Sua ópera apresenta influência do estilo italiano, já seus coros, marchas e danças trazem
influência da ópera francesa de Lully.
Formas Musicais
A ópera
Em florença, na Itália, durante o final do século XVI,
um grupo de escritores e músicos deram a si próprios o
nome de Cammerata. Chegaram a conclusão que o
elaborado tecido contrapontístico da música de canto
obscurecia o sentido das palavras, deixando assim de
exprimir adequadamente o plano afetivo das emoções
que caberia justamente a palavra.
Assim, começaram a estabelecer um estilo mais
simples, que chamaram monodia, por ter uma única
linha vocal, sustentada por uma linha de baixo
instrumental sobre a qual eram construídos os acordes.
À princípio, a música escrita no estilo monódico foi
chamada de La Nuove Musiche (A nova música).
Em 1597, essas novas idéias foram aplicadas a todo um
drama musical. A obra “Dafne” que pode ser
considerada de fato a primeira ópera. A música escrita
por Jacopo Peri infelizmente se perdeu, e restaram dela
apenas alguns fragmentos. Outras óperas foram aparecendo, e a idéia se tornou cada vez
mais popular. As primeiras incluíam pequenos coros, danças e peças instrumentais, com
uma tessitura simples, a cargo de uma pequena “orquestra”. Entretanto, os longos trechos
de recitativos soavam monótonos.
O “Orfeo” de Monteverdi, composto em 1607, é de fato, a primeira grande ópera, com
uma música que realmente acentua o impacto dramático da história. Usando intervalos
cromáticos e espaçados na parte do canto, enquanto o acompanhamento fornece
inesperadas harmonias, incluindo dissonâncias.
Mais tarde, no século XVII, os compositores continuaram a usar o recitativo, embora
passem a utilizar com mais freqüência as árias. A orquestra também tinha suas peças para
tocar durante a ópera. Também havia a presença de coros. Enquanto os recitativos tiravam
o seu ritmo do discurso, as árias e coros freqüentemente usavam os da dança.
Na inglaterra, o gênero demorou a ser adotado. A única ópera inglesa do século XVII é
“Dido e Enéias” de Henry Purcell.
Abertura Italiana
Abertura dividida em três partes: rápida-lenta-rápida
Abertura Francesa
Estilo usado por Lully e Rameau, compunha-se de um início lento e majestoso de ritmo
incisivo e pontuado, levando a uma seção mais rápida, com o emprego da imitação. A
isso, seguia-se uma ou mais danças (o ballet), ou talvez a repetição lenta da seção inicial.
A ária da capo
Presente na obra de Scarlatti, compunha-se de uma forma ternária (ABA), mas na qual
não se escreviam as duas primeiras seções. Ao final de cada seção “B”, o compositor
escrevia da capo (ou simplesmente “D.C”), significando “a partir do começo”. Na
repetição da primeira parte, esperava-se que o cantor ou cantora desse sua contribuição
pessoal, introduzindo ornamentos.
Oratório
Nascido mais ou menos a mesma época que a ópera, o oratório é outra importante forma
de música vocal. O nome vem do Oratório de São Filipe de Néri, em Roma, onde foram
apresentadas as primeiras composições desse tipo.
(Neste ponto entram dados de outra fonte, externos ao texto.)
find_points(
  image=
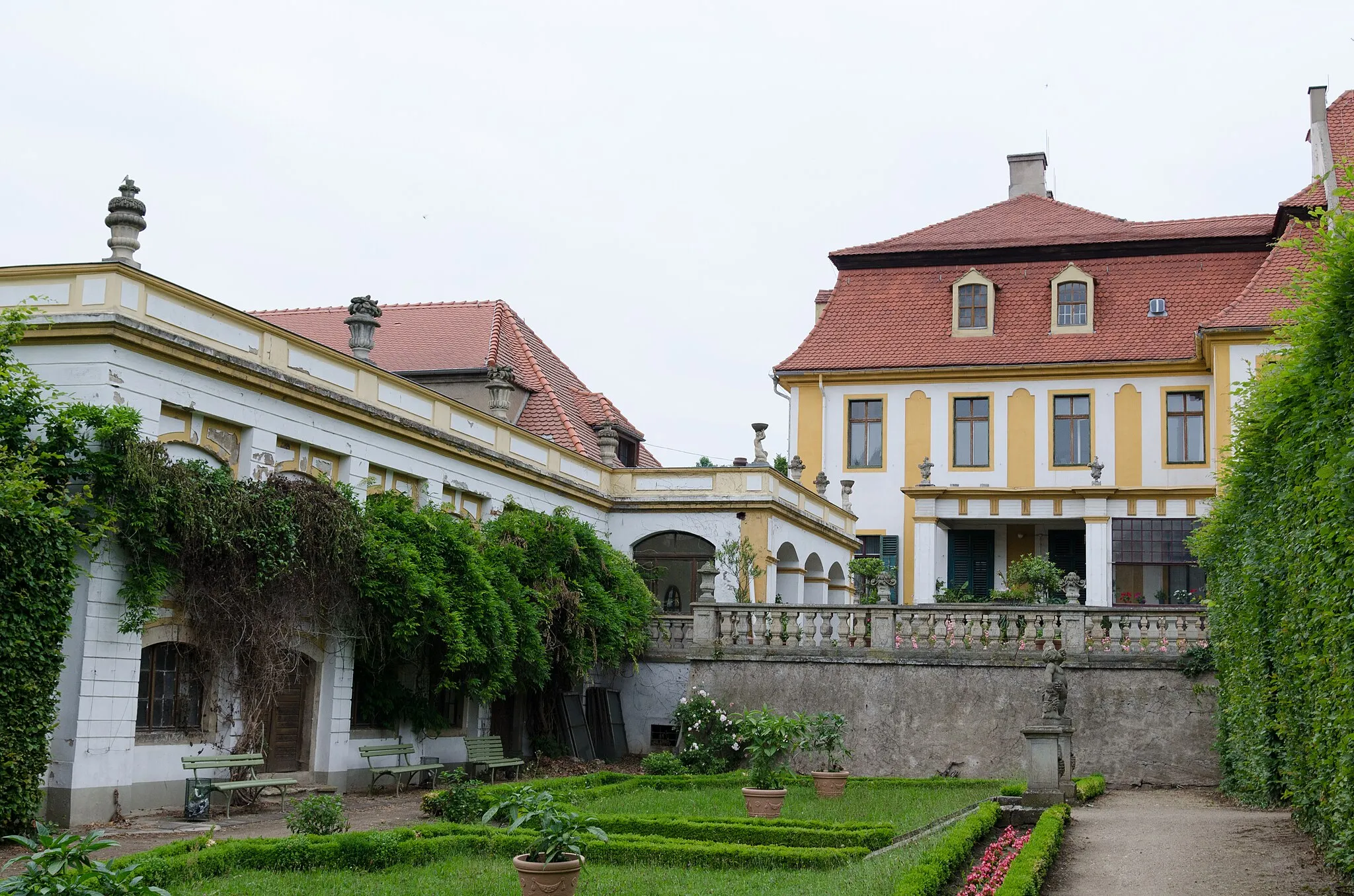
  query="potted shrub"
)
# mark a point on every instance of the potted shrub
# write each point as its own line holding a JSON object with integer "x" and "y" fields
{"x": 768, "y": 739}
{"x": 824, "y": 738}
{"x": 554, "y": 861}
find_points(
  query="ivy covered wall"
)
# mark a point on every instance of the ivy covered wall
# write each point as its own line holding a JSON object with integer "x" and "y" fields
{"x": 1279, "y": 547}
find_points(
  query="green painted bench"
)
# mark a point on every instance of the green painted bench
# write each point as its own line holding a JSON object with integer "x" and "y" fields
{"x": 489, "y": 753}
{"x": 403, "y": 766}
{"x": 248, "y": 761}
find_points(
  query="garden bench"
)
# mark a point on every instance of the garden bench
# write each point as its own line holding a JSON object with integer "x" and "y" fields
{"x": 403, "y": 766}
{"x": 489, "y": 753}
{"x": 248, "y": 761}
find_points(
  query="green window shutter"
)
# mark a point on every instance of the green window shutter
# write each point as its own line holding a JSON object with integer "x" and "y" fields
{"x": 889, "y": 554}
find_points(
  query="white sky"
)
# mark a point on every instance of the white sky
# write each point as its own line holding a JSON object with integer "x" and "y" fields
{"x": 655, "y": 187}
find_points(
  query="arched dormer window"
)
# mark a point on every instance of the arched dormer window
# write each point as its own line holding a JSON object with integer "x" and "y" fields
{"x": 1073, "y": 294}
{"x": 971, "y": 298}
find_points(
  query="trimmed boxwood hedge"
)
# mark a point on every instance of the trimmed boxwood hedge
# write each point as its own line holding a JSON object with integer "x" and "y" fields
{"x": 1027, "y": 874}
{"x": 949, "y": 854}
{"x": 1090, "y": 787}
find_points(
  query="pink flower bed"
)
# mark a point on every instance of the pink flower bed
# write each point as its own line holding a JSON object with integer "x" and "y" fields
{"x": 990, "y": 871}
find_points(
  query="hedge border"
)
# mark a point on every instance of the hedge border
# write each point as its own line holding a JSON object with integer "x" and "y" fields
{"x": 1027, "y": 874}
{"x": 939, "y": 864}
{"x": 1090, "y": 787}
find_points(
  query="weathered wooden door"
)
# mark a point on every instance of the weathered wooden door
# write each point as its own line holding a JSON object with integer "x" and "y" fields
{"x": 286, "y": 737}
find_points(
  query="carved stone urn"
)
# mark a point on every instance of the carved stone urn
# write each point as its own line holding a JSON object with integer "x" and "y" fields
{"x": 830, "y": 784}
{"x": 555, "y": 879}
{"x": 764, "y": 804}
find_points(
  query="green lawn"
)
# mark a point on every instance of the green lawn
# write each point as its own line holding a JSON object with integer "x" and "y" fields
{"x": 474, "y": 876}
{"x": 904, "y": 805}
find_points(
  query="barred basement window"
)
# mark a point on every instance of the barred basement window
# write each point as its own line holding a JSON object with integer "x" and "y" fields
{"x": 170, "y": 694}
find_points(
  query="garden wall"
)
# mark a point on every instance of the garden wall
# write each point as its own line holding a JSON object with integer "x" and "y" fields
{"x": 1139, "y": 720}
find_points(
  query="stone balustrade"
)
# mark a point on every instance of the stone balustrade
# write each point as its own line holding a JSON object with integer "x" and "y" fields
{"x": 1088, "y": 632}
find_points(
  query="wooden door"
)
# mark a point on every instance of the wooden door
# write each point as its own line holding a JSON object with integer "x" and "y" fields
{"x": 286, "y": 735}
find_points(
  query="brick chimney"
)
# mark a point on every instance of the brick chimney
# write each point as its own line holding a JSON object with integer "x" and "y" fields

No início, os oratórios eram muito similares às óperas, compondo-se de recitativos, árias
e coros. A diferença principal é que os oratórios baseavam-se em histórias sacras tiradas
da Bíblia. Com o decorrer do tempo, os oratórios deixaram de ser representados
teatralmente como as óperas e passaram a ser apenas apresentações musicais,
preferencialmente realizadas em igrejas e salas de concerto.
Cantata
São obras para solistas e coro, acompanhados por orquestra e contínuo, lembrando um
oratório em miniatura. Freqüentemente as cantatas de Bach começam com um coro
pesado, prosseguem com recitativos, árias e duetos para solistas, e terminam com um
coral sóbrio em estilo luterano.
Fuga
Durante o período barroco, a música
instrumental passa a ter, pela primeira vez, a
mesma importância que a música vocal. Os
compositores ainda usavam formas
populares na Renascença como a canzona, o
ricercar, a tocata, a fantasia e as variações.
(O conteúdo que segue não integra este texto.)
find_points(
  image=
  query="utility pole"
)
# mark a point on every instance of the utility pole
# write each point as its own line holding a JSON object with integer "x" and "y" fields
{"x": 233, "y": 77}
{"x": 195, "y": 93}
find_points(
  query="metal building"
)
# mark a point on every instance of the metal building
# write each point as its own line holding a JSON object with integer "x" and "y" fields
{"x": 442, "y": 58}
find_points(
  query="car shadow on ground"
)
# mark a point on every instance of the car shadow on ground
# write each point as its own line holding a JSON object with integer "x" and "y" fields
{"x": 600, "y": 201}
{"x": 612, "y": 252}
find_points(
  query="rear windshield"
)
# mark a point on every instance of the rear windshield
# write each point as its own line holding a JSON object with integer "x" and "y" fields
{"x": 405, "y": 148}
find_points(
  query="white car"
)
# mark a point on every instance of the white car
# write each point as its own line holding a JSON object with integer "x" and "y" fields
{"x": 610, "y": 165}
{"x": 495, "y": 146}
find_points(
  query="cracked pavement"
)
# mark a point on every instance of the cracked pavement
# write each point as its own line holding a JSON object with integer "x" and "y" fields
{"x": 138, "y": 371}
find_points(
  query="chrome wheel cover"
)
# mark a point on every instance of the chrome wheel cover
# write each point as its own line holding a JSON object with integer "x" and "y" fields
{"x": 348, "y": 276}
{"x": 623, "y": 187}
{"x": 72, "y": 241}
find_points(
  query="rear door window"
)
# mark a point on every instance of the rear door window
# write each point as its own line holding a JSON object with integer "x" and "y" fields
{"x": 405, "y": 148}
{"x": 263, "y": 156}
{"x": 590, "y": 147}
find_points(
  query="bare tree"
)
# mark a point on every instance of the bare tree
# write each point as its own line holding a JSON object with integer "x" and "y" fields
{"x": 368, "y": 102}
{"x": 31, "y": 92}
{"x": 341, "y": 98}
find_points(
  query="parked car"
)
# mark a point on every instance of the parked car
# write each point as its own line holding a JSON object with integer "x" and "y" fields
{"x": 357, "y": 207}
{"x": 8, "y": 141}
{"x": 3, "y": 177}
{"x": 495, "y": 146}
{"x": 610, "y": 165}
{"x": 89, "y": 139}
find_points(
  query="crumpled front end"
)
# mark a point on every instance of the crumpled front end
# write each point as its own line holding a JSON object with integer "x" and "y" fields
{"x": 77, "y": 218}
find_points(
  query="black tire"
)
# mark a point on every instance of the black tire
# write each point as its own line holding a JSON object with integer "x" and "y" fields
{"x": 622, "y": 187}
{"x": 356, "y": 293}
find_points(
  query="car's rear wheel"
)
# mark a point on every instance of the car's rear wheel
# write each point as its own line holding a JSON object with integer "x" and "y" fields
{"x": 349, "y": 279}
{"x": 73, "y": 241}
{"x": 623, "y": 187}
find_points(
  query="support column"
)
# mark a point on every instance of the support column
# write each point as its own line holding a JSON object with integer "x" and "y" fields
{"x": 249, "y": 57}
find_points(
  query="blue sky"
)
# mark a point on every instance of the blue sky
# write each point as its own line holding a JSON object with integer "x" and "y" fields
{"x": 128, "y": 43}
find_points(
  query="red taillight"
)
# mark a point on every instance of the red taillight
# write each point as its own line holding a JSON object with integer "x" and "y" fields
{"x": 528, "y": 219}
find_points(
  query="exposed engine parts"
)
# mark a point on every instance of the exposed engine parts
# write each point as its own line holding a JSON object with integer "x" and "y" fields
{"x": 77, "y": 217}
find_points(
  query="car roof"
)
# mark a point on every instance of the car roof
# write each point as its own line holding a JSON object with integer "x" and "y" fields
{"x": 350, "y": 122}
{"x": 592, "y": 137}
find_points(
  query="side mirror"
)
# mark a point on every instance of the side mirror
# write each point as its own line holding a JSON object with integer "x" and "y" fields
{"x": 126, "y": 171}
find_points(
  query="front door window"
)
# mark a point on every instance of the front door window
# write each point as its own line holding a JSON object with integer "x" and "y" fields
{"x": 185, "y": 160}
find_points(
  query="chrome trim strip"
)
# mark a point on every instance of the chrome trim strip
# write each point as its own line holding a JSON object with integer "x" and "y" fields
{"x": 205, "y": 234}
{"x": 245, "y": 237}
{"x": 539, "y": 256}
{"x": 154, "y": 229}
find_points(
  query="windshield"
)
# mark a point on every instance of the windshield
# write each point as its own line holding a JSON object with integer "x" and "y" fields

A estas vieram somar outras formas e
concepções novas como a fuga, o prelúdio
coral, a suíte, a sonata e o concerto.
A fuga é uma peça contrapontística que se
fundamenta essencialmente na técnica da
imitação. Geralmente é escrita em três ou
quatro partes, chamadas vozes (não
importando se a peça é instrumental ou
vocal). Estas são referidas como soprano,
alto, tenor e baixo.
A estrutura da fuga é um tanto complexa,
mas basicamente traz a seguinte idéia: toda a
peça se desenvolve a partir de uma melodia
razoavelmente curta, mas de acentuado
caráter musical. A essa melodia se dá o nome
de tema (no sentido de tema de discussão).
Este aparece pela primeira vez em uma só voz. Depois é imitado pelas outras vozes, cada
qual de uma vez e em sua altura adequada.
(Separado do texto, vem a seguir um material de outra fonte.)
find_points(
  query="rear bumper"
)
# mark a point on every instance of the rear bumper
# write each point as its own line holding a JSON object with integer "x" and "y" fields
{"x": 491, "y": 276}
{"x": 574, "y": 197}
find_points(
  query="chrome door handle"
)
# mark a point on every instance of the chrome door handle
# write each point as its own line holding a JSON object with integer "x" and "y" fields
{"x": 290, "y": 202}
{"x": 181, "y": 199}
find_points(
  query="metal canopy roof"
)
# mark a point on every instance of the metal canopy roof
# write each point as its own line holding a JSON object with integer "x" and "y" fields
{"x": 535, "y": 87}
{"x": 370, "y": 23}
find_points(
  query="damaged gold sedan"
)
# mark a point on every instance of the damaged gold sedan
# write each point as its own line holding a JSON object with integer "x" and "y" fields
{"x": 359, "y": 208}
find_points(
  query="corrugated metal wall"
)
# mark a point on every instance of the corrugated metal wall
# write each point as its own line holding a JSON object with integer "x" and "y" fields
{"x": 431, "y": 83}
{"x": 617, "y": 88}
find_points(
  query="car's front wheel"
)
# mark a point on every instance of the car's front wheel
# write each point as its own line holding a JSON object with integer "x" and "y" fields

Durante toda a fuga, o tema aparece em novas tonalidades. Essas entradas são separadas
por seções denominadas episódios. O compositor tanto pode fundamentar o episódio em
uma idéia tirada do próprio tema, como valer-se de novos motivos musicais.
A palavra fuga dá idéia de vozes escapando ou se perseguindo, a cada vez que entram
com o tema. Às vezes, um compositor pode escrever uma peça ao estilo de fuga sem
contudo compor uma fuga completa.
Bach escreveu magníficas fugas para órgão, para cravo e clavicórdio.
Suíte
Os compositores da Renascença algumas vezes ligavam uma dança a outra (por exemplo,
a pavana e a galharda). Os compositores barrocos ampliaram essa concepção, chegando
a forma da suíte: um grupo de peças para um ou mais instrumentos. Houve muitas suítes
escritas para cravo, e o esquema mais comum acabou abrangendo uma série de quatro
danças de diferentes países: uma allemande, no compasso 4/4, em ritmo moderado; uma
courante francesa, no compasso 6/4 ou 3/2, moderadamente rápida; ou uma courante
italiana, em 3/4 ou 3/8, bem mais rápida; uma sarabanda espanhola, em vagaroso
compasso ternário, quase sempre com os segundos tempos acentuados; uma alegre giga,
geralmente em tempos compostos (6/8). Entretanto, antes ou depois da giga poderia
introduzir-se uma ou mais danças, como o minueto, a bourrée, a gavota ou o passe-pied.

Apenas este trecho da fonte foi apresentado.